Hillary Clinton sought to wrest the spotlight from the Republican National Convention on Monday, by taking her own campaign to Ohio and telling civil rights activists that Donald Trump cannot become president.
Speaking at the NAACP convention in Cincinnati as the Republican jamboree opened a five-hour drive up the road, Clinton announced a nationwide drive to register millions of new voters to stop Trump.
The former secretary of state, who swept to victory in the Democratic primaries thanks to support from African Americans, painted her billionaire opponent as a threat to democracy, who lacks a policy platform and whose company refused to rent to blacks in the 1970s.
"Donald Trump plays coy with white supremacists. Donald Trump insults Mexican immigrants... Donald Trump demeans women. Donald Trump wants to ban an entire religion from entering our country and Donald Trump loves to talk to the press," she said.
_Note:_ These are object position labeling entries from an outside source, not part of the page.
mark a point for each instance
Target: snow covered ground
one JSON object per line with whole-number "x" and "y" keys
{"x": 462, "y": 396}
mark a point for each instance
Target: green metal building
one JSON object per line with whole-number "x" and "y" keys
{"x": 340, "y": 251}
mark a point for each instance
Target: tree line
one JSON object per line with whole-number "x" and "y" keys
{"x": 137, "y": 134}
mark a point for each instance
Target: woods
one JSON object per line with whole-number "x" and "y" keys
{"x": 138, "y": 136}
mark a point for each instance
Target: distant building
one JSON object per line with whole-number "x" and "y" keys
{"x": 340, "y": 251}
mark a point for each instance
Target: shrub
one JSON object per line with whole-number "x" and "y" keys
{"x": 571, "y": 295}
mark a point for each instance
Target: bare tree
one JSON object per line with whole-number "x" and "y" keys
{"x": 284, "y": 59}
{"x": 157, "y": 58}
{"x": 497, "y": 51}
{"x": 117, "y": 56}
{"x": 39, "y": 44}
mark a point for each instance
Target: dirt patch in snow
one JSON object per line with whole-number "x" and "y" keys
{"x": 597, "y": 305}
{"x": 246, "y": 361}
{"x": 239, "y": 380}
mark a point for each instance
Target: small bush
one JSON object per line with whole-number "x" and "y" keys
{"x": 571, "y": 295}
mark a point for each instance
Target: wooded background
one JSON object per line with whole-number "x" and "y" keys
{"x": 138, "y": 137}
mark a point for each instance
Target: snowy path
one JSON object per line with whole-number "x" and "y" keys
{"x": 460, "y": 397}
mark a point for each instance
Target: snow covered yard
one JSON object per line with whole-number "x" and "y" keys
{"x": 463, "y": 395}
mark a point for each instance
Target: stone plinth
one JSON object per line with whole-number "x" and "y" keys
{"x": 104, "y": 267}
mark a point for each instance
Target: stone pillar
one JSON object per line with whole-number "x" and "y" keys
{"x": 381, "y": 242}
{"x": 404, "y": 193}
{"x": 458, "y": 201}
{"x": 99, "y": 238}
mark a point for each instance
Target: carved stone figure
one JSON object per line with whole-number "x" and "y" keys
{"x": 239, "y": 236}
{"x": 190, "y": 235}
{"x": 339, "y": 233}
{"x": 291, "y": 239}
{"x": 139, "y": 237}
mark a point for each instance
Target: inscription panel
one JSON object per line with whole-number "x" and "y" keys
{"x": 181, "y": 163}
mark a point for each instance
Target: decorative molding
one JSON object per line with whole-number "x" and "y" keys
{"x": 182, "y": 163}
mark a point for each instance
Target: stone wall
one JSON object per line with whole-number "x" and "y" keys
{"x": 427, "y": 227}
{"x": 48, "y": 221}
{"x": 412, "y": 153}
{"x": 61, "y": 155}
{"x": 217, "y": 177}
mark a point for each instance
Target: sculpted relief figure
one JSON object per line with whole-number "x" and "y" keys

Trump is to be anointed as Republican presidential nominee at the four-day convention in Cleveland by the party once led by Abraham Lincoln, the president who abolished slavery in the 19th century.
Clinton told the conference of the National Association for the Advancement of Colored People, which Trump declined to address, that the Republicans were becoming the party of Trump.
"It is a threat to our democracy and it all adds up to an undeniable conclusion... Donald Trump cannot become president," she said to huge applause and delegates leaping to their feet.
"That's why we've got to work together to get the vote out this fall," she said, announcing a nationwide drive to get three million people registered to vote in the November 8 general election.
It is customary for presidential candidates to address the NAACP convention but the presumptive Republican nominee snubbed an invitation to speak at the Cincinnati event.
The Trump campaign gave no reason, as the candidate's wife Melania prepared to take the stage at the Republican convention later Monday, just 250 miles (400 kilometers) away in the same state.
- 'Madness has to stop' -
Ohio is a key battleground state and Trump lost the Republican primary to Governor John Kasich. But a recent NBC News poll put Clinton and Trump tied at 39 percent with 21 percent of voters undecided.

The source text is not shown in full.